No civilised person can differ with the PPP-led coalition government’s argument that the ongoing Lyari operation is must for cleansing one of the city’s most volatile neighbourhoods of the heavily-armed gangsters, who have established a state within a state in the impoverished locality.
Led by the proscribed People’s Amn Committee (PAC), the notorious gangsters are giving a very tough time to the law enforcers who are by far ill-equipped, and even lesser in numbers than their rivals employing highly-trained shooters armed with sophisticated weaponry.
However, the launch of the Lyari showdown on April 27 sparked an endless guessing game in the country about the reason(s) behind the long-delayed operation.
While some oversimplified it as the government’s imminent action against criminals, others questioned the PPP regime’s intentions, saying that the move is politically motivated.
The conspiracy theorists, also bearing some like-mindedness with the spy agencies, perceive that it was must for the politically-embattled ruling party to have an armed wing within its ranks in an ethno-linguistically divided city, where “gun politics” has deepened its roots, to which some political analysts also agree,.

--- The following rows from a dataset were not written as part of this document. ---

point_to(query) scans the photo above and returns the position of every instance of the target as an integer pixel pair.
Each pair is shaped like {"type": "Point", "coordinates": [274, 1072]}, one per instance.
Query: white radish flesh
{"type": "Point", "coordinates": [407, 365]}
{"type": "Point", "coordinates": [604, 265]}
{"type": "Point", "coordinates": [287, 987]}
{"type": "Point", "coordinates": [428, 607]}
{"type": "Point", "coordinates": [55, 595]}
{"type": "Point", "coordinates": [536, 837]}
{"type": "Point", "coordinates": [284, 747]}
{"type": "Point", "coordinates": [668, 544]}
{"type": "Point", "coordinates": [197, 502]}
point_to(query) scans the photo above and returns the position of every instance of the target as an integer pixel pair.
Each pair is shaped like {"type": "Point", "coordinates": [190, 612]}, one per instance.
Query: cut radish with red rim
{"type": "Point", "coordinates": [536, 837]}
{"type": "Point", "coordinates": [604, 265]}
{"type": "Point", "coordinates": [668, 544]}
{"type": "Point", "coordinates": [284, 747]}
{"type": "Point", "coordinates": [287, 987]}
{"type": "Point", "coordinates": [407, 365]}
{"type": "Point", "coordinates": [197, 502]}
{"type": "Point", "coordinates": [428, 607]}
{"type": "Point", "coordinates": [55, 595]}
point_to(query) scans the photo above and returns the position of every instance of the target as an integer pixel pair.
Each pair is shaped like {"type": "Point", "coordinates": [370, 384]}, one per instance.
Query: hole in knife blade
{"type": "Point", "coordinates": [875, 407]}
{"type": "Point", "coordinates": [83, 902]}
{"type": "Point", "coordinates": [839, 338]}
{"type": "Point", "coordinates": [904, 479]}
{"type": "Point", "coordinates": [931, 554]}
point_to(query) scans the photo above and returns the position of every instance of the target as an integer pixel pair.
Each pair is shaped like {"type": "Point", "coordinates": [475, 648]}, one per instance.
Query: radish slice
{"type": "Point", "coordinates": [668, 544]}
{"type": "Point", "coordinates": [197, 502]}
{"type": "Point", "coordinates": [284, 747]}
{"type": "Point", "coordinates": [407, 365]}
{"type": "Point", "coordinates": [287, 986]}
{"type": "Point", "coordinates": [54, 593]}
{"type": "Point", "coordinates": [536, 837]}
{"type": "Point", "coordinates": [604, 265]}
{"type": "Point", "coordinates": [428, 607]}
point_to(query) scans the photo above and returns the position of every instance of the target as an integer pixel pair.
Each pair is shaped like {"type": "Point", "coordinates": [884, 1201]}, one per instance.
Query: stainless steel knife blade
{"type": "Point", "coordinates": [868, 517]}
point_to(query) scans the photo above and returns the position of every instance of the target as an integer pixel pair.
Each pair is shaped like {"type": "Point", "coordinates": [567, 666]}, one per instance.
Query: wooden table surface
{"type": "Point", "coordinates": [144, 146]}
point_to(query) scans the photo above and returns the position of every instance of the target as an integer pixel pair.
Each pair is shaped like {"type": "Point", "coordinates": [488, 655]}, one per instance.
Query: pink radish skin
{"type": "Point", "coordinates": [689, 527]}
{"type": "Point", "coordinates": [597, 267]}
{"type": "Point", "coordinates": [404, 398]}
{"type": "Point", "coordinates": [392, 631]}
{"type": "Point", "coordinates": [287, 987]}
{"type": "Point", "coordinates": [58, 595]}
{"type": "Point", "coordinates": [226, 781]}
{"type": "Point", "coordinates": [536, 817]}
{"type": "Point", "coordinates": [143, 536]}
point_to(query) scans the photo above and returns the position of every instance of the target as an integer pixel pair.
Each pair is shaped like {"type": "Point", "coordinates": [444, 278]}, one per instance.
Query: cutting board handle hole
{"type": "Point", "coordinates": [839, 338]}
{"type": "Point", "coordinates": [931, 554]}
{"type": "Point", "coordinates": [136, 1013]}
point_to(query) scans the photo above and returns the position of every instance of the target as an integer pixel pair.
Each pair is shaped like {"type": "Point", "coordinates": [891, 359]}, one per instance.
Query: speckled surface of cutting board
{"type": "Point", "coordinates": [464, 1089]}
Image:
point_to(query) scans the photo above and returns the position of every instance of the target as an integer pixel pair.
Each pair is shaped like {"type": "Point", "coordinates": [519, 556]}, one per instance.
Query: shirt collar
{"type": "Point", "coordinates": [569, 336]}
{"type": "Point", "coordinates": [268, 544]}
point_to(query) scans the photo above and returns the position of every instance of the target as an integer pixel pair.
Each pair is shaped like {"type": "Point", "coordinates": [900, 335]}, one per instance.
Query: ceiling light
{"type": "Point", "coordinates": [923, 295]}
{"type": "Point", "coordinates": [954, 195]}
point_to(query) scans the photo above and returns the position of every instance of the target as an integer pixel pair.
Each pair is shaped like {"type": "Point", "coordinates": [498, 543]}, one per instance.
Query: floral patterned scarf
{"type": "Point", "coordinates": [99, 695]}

It is believed that this very phenomenon, which may also be aptly dubbed politically disputed, has made the disciples of non-violence icon Khan Abdul Ghaffar Khan, widely known as Bacha Khan, from the Awami National Party to shun the politics of non-violence and take weapons to contain their heavily-armed political rivals.
Be it the now-dead Abdul Rehman Baloch (aka Rehman Dakait) or the banned PAC, the name of PPP has always been there somewhere in the shadows. This, however, seems to be the pressing political pressure, or objectively saying political interest, that compelled the ruling party, at different times, to disown the once declared party loyal as “terrorists”.
Ever since firebrand former home minister Dr Zulfiqar Mirza parted ways with the PPP, Uzair Baloch, the PAC chief, could not come to terms with the party and has eventually ended up as the top most wanted gangsters of Lyari in the Sindh Home Department’s list.
Now as almost all other warring gangs of Lyari turned hostile towards the PPP for one reason or the other, Arshad Pappu, another major Lyari gang war figure, is said to be the newfound blue-eyed boy of the ruling party in its traditional political stronghold.
There is an impression that CID SSP Chaudhry Aslam and his team, engaged in the weeklong operation, are backed and guided by the locals belonging to the Pappu gang.
Arshad Pappu being given an entry into Lyari is fast becoming a common utterance circulating in every roadside meeting in the city.
Even the intelligence personnel do not decline from the impression.
Apart from what the covert and overt motives of the PPP government are, the reason quoted by the Sindh government for initiating the Lyari operation is quite objectionable.
“The operation was launched against criminals after the murder of a local PPP leader,” Sindh Information Minister Shazia Marri had reportedly said.
PPP’s former city naib nazim Malik Muhammad Khan was shot dead by unidentified terrorists while leading a rally protesting the Supreme Court’s conviction of the prime minister in a contempt of court case.
The official statement appears to be quite selfish on the part of the PPP.
Condemnable though, the assassination of a party activist, no matter how heavy his political weight is, should not form the basis for an action against the enemies of peace in a city or country by a government, the belligerent prime minister of which, does not feel tired of claiming in the Supreme Court to have the support of the country’s 180 million people.
Instead, the cold-blooded killing of hundreds and thousands of people in the violent incidents, mostly politically-motivated, in this multiethnic commercial capital of the country during last four years should have convinced the most-referred democratically-elected government to move against those responsible.
One can hardly resist the impression that as if only the PPP men’s blood is so worthy, in the eyes of their elected representatives, that makes the government launch an operation against the criminals.
If this is the policymakers’ mindset in the present government, the violence-hit masses would be left with no option but to wait, or inhumanely saying, pray for the assassination of an activist or leader of the ruling party for decisive action against terrorists.